Our daily round-up of news from the art world
Moritz Wesseler appointed as new director of Kassel’s Fridericianum | Moritz Wesseler, former director of the Kölnischen Kunstvereins in Cologne, has been appointed to direct the Fridericianum in Kassel. Wesseler succeeds Susanne Pfeffer, who now heads up the Museum für Moderne Kunst in Frankfurt. Wesseler will take up his post at the museum, which every five years serves as a key venue for the Documenta exhibition, on 1 November.
Dominic Willsdon named new director of ICA at VCU | Dominic Willsdon has been named the new director of the Institute for Contemporary Art at Virginia Commonwealth University in Richmond, Virginia. Willsdon comes to the museum, which opened this past spring, with 12 years’ experience as curator of education and public practice at the San Francisco Museum of Modern Art. Prior to that he was curator of public programmes at Tate Modern. Willsdon replaces Lisa Freiman, who resigned unexpectedly in January.
Glenstone Museum sued by contractors for $24m | Hitt Contracting has filed a lawsuit against the foundation behind the Glenstone Museum in Potomac, Maryland, which is set to open a major $200m expansion in October. The company, which was contracted to carry out the project in 2014, is seeking $24m in damages over ‘disorganised’ management resulting in repeated delays and additional expenses.
New York gallery cancels exhibition featuring alleged neo-Nazi | An exhibition featuring controversial musician and artist Boyd Rice, who has been accused of being a neo-Nazi, scheduled to open this week at Greenspon gallery in new York, has been cancelled following criticism and alleged threats directed at the gallery. The claims that Rice is a Nazi sympathiser are partly based on a photograph, first published in Sassy Magazine in 1989, of Rice in the company of white supremacist Bob Heick, founder of the American Front. According to ARTnews, Rice has consistently denied allegations that he is a Nazi.

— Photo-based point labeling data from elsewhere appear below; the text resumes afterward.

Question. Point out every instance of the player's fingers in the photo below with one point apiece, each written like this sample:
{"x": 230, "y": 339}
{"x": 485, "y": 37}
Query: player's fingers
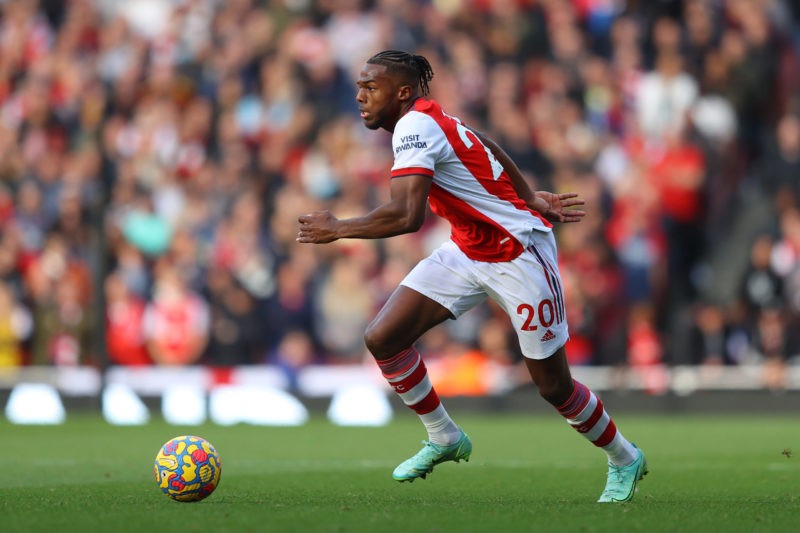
{"x": 575, "y": 201}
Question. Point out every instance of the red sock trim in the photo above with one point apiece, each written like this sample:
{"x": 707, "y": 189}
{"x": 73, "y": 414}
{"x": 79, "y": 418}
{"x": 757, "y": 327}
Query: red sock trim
{"x": 412, "y": 380}
{"x": 429, "y": 403}
{"x": 607, "y": 436}
{"x": 589, "y": 424}
{"x": 577, "y": 400}
{"x": 398, "y": 364}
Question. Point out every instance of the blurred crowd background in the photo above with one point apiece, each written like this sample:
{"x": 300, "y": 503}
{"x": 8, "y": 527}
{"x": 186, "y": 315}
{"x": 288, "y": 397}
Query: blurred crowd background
{"x": 155, "y": 156}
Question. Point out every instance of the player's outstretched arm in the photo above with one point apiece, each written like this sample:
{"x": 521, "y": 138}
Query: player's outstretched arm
{"x": 553, "y": 207}
{"x": 403, "y": 213}
{"x": 559, "y": 207}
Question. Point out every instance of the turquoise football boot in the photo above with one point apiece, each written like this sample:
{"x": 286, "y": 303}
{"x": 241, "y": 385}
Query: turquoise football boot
{"x": 621, "y": 484}
{"x": 421, "y": 464}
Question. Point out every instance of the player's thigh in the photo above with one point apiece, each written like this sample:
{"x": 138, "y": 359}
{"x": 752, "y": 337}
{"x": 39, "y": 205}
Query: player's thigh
{"x": 440, "y": 287}
{"x": 529, "y": 290}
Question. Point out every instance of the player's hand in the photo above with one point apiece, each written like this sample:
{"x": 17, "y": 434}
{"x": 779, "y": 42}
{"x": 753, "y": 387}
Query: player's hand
{"x": 559, "y": 207}
{"x": 318, "y": 227}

Recommended reading | In the New Yorker, Paul Bloom compares a new book by Ellen Winner, which answers philosophical questions about art by assessing the results of various psychological tests, with Eric Kandel’s Reductionism in Art and Brain Science, which argues that there are common methodologies found in both neuroscience and abstract art. In the Guardian, Renaissance researcher Jill Burke offers her opinion on the Royal Academy’s new gender quota for the exhibition of nudes. The Financial Times reports on private banks that now offer advice on fine art investment.